If light is a communicative principle, what is it saying into us? An examination of sunlight, human displacement, and loss, Orphan Day explores deeply durational daylight in the sub-arctic climate of Norway during the summer weeks up through the summer solstice.
As a phenomenon, light moves with immense speed uni-directionally. This piece imagines this constant journey from origins as a mode of orphaning—of constantly leaving the mother body and never turning back. The daughter of immigrants who were orphaned by war, I often feel culturally orphaned as a Korean diasporic subject who grew up in the United States. By heading into remote, intensely isolated subarctic terrains and exposing my body to the limits of daylight, I sought to activate the sunlight’s orphan message in my flesh and discharge the orphan speech captured in me as a difficult inheritance.
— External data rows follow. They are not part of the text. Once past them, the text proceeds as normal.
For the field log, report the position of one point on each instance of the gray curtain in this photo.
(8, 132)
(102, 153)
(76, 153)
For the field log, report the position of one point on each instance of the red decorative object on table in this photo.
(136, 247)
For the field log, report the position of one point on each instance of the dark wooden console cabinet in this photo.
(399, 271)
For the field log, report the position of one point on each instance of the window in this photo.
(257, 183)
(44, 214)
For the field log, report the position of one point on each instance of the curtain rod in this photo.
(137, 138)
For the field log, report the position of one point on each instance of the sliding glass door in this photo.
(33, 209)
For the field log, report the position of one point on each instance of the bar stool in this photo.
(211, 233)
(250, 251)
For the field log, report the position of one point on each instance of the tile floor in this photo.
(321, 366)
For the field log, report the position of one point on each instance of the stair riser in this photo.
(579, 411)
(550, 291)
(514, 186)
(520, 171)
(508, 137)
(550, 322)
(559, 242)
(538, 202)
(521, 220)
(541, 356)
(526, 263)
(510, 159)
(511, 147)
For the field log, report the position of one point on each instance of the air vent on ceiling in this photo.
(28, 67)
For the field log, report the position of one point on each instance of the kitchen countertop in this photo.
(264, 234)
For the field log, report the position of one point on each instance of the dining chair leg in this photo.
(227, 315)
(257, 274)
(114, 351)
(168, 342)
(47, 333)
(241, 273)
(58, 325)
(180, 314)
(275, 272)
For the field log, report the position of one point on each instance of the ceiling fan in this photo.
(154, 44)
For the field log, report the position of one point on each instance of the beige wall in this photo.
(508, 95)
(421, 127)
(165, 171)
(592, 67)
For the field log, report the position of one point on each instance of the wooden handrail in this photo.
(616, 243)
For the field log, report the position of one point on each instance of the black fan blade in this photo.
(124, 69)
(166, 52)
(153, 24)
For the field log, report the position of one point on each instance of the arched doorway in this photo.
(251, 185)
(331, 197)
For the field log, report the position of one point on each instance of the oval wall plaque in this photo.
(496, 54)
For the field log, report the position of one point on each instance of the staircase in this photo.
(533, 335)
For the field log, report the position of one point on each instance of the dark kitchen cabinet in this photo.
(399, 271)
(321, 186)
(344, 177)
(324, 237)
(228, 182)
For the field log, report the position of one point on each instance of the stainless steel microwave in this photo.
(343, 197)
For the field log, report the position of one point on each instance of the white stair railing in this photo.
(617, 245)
In an effort to accomplish this discharge, this videopoem features several poached aspects of the Korean traditional dance form salp’uri. (살풀이) which is an ancient ethnically Korean shamanic dance commonly recognized as a dance of exorcism. In it, a solo dancer moves meditatively with a long white sash, helping to release negative energies. In my re-imagination of this form, the sash is used as a conduit for transmission between the light and my body, communicating energies and desires in both directions.
The hangul calligraphy on my gown features the poetic text composed by the very first person to dance the salp’uri form. Legend has it that one day, two suns appeared in the sky. It was a calamity. The king called a philosopher to him. After some thought, the philosopher penned this poem and danced a salp’uri. The extra sun came down, and the land was healed.
I, too, seek to bring down the light and be healed.